I use paragraphs of Jane Austin from Project Guttenburg to feed the cypher generator.

Re:Beg your pardon?

[nomadic]

Ok, I'll go along with that, but I wouldn't be surprised if intelligence does improve after 16, just not nearly as much as it used to. Sort of like how you can learn foreign languages no matter how old you are, but you learn them a lot faster at age 6.

My criticism was aimed at those people who were complaining about how easy it was; I felt they were the ones taking away from the legitimate 16-19 year olds who don't have that CS degree and mathematical training to help them. I have a great deal of respect for those who the problem was aimed at, and managed to solve it.

Re:=)

[justin.warren]

Umm.. if it's not 27,000,001 what is it?

The program in the previous reply calculates it as 27,000,001 and the following link shows the shortcut method I used: http://www.cpa.us.mensa.org/solutions.html

The sum of digits in the 6 and 7 digit numbers, aka sum of digits of natural numbers from 100000 to 9999999, inclusive, is 312749999.
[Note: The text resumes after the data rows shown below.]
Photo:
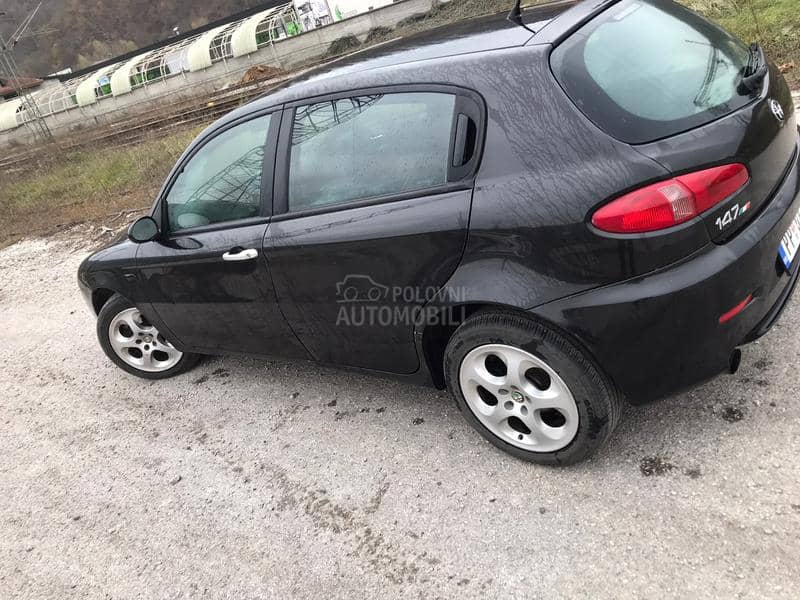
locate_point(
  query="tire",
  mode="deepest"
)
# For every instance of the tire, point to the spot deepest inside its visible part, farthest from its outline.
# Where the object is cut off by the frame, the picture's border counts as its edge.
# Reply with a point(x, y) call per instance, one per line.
point(555, 371)
point(118, 313)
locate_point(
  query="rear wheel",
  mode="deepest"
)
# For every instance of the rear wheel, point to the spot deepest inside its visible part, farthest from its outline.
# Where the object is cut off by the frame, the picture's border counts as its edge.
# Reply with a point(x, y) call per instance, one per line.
point(135, 345)
point(529, 390)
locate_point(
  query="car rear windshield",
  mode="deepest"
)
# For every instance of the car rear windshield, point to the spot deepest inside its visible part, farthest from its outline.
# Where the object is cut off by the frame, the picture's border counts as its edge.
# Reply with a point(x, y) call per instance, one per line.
point(648, 69)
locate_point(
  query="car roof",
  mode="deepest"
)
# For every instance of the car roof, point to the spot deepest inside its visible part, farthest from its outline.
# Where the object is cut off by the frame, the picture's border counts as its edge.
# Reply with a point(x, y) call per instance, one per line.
point(481, 34)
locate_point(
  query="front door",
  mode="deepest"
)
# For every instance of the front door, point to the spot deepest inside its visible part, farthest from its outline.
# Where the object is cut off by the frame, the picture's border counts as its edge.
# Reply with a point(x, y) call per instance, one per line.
point(375, 198)
point(206, 277)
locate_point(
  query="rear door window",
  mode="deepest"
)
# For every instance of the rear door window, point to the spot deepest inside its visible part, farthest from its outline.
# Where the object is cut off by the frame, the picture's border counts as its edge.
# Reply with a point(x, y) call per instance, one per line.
point(648, 69)
point(369, 146)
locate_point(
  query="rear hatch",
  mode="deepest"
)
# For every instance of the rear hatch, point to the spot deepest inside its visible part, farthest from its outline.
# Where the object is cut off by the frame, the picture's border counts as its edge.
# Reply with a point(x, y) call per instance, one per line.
point(687, 94)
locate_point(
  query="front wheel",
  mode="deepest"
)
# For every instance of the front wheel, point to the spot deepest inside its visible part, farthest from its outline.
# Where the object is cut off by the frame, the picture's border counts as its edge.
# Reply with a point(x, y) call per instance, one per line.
point(135, 345)
point(529, 390)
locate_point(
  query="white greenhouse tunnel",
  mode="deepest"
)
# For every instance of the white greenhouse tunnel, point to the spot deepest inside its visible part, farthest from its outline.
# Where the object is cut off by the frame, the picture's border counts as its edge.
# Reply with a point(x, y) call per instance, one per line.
point(8, 114)
point(196, 53)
Why am I replying to an abusive AC again?

Re:The REAL Story ... (the code isn't the challeng

[csbruce]

IE: the lower numbners repeat many times.

So what? Each digit position ultimately shows each digit 0-9 the same number of times and addition is totally commutative.

int main( int argc, char *argv[] )
{
long i, sum;

for (i=1,sum=0; i

Re:The REAL Story ... (the code isn't the challeng

[csbruce]

crap...

int main( int argc, char *argv[] )
{
long i, sum;

for (i=1,sum=0; i <= 1000000; i++) {
sum += (i/1000000)%10 + (i/100000)%10 + (i/10000)%10
+ (i/1000)%10 + (i/100)%10 + (i/10)%10 + i%10;
}
printf("sum = %ld\n", sum);
return( 0 );
}

$ a.out
sum = 27000001

What is wrong with Slashdot <TT> indentation?